Sesajen
Sesajen atau sajen adalah kalimat yang disimbolkan dengan bahasa rupa bukan bahasa sastra di kalangan penganut kepercayaan kuno di Indonesia,[1] seperti pada Suku Sunda, Suku Jawa, Suku Bali dan suku lainnya.[butuh rujukan]
Makna Kata
Makna sajen menurut budaya sunda.
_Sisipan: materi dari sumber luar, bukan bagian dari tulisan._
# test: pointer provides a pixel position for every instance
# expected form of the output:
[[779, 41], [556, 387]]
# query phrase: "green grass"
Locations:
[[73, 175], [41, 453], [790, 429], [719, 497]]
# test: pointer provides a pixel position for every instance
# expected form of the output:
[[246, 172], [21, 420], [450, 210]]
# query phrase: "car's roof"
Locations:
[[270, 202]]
Sajen asal kata dari sesaji yang mengandung makna Sa-Aji-an atau kalimat yang disimbolkan dengan bahasa rupa bukan bahasa sastra, dimana didalamnya mengandung makna sebagai bahan pembelajaran / ilmu pengetahuan dan spiritual.
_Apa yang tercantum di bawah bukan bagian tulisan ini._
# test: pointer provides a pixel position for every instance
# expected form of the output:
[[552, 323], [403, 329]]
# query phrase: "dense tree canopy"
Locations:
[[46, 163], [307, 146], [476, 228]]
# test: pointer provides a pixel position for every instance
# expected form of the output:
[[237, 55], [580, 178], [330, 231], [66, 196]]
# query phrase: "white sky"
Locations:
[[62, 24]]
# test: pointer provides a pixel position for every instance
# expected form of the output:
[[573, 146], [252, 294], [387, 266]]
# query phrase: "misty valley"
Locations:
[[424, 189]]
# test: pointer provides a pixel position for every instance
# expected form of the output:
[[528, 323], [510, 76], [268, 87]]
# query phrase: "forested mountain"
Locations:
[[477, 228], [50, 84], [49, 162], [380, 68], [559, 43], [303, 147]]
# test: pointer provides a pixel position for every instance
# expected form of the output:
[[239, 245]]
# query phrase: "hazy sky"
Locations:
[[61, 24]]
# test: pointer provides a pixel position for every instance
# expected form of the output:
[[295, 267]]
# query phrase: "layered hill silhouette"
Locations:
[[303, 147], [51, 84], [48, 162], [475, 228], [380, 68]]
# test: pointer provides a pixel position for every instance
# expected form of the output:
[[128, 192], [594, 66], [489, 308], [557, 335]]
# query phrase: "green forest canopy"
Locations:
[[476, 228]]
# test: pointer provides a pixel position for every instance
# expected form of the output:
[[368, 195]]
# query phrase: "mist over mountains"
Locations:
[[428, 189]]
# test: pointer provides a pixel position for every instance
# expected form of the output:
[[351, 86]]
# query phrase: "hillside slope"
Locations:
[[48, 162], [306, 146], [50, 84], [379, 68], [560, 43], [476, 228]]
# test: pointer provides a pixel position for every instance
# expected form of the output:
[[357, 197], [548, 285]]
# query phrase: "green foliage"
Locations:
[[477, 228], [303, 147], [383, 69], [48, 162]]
Kata Sajen berasal dari kata Sa dan ajian,
- Sa bermakna Tunggal
- Aji /an bermakna Ajar/ Ajaran.
Bermakna Sa Ajian atau ajaran yang Tunggal. Hyang maha tunggal (monotheisme). Diartikan, sajen adalah ayat-ayat tuhan yg maha esa yang nyata adalah ciptaanNya. Yang bahan dan materinya bukanlah buatan manusia.
Berikut adalah diantaranya yang biasa ada dalam sajian, beserta sedikit ulasan filosofinya.
1. Dupa
Dupa melambangkan 4 unsur kehidupan / bumi. Udara, api, tanah dan air.
2. Kembang 7 rupa.
Kembang 7 rupa ini melambangkan jumlah hari yang setiap hari manusia dianjurkan menjalani hidupnya dengan berbuat baik sehingga dapat menumbuhkan keindahan dan harmoni dilingkungannya.
3. Kelapa
Kelapa, atau dalam pikukuh sunda kalapa. Kala=waktu, Pa=ruang.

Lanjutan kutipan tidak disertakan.